Our encampment was positioned on a cliff, a place hard to get to, but also hard to position a defending army on, so we were forced to live in tents on a snowy field, outside the walls of the camp. The villagers came down regularly and brought us food and wood for fires, nevertheless it was difficult to sleep in the bitter cold, with the howls of the wolves being heard from nearby.
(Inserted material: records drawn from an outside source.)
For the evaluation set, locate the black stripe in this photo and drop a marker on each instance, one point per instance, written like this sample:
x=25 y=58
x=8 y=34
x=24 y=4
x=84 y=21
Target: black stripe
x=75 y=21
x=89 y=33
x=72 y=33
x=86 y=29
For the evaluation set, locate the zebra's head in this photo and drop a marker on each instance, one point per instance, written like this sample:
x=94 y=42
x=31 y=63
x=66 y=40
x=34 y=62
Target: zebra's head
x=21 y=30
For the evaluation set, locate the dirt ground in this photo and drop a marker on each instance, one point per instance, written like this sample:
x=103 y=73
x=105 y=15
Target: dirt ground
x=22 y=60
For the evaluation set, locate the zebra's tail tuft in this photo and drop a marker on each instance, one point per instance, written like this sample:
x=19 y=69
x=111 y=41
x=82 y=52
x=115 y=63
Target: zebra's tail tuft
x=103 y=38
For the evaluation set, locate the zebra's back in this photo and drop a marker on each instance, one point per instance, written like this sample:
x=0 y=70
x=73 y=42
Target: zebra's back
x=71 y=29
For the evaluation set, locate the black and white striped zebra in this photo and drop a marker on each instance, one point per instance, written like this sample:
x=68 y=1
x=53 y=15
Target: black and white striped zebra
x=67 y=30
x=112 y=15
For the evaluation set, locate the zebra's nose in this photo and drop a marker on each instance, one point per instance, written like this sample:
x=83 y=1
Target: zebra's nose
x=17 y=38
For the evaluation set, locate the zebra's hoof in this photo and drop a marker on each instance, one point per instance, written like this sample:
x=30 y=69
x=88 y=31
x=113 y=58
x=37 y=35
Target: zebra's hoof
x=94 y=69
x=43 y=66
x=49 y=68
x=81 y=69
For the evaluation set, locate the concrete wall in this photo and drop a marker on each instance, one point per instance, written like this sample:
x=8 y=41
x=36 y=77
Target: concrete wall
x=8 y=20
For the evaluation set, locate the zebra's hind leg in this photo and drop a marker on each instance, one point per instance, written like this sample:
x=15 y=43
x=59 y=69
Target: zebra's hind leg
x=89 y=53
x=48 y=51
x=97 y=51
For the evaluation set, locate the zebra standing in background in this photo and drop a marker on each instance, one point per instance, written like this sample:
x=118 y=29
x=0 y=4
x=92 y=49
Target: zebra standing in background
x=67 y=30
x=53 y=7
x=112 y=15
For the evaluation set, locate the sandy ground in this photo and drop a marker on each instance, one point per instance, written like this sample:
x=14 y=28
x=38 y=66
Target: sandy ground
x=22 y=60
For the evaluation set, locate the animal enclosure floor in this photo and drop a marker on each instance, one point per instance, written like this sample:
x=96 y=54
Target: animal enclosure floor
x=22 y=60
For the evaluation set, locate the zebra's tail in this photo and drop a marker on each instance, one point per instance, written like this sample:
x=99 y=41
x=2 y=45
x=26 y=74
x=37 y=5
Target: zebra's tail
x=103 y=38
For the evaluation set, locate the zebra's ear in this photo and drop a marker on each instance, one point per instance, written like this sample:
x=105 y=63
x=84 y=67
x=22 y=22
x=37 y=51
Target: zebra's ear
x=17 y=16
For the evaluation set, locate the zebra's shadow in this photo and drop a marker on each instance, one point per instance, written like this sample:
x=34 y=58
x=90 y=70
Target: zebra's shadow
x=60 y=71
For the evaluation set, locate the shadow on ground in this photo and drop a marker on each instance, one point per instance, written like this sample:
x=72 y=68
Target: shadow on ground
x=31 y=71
Our initial army was composed of the following forces: a 120-men column of musketeers; 2 regiments of dragoons, 60 men each; and numerous pikemen, of which I was a part. We recently received new uniforms, replacing the cuirasses we had before. They were red, with bright yellow pants. The new recruits liked it, for it was easier to wear than a heavy steel cuirass; however, the more experienced soldiers, or how we called them—veterans, only shook heads and murmured that the younger soldier will miss the protection of a cuirass when we will have to take bullets from the pischals used by Strelets and face the Russian Vityaz.
I had served for only 2 years, and did not have much experience fighting the Russian army. I heard they had very well trained infantry, especially Spearmen, but no one had ever told me of the cavalry and it’s tactics. I spend all of next week looking for someone who had fought the Russian cavalry before. One evening, sitting in front of a fire, I meet Hans, an old fellow with strong arms and very little teeth left behind his long and wide beard. He told me that he had been in Russia before and he did get to fight the Vityaz.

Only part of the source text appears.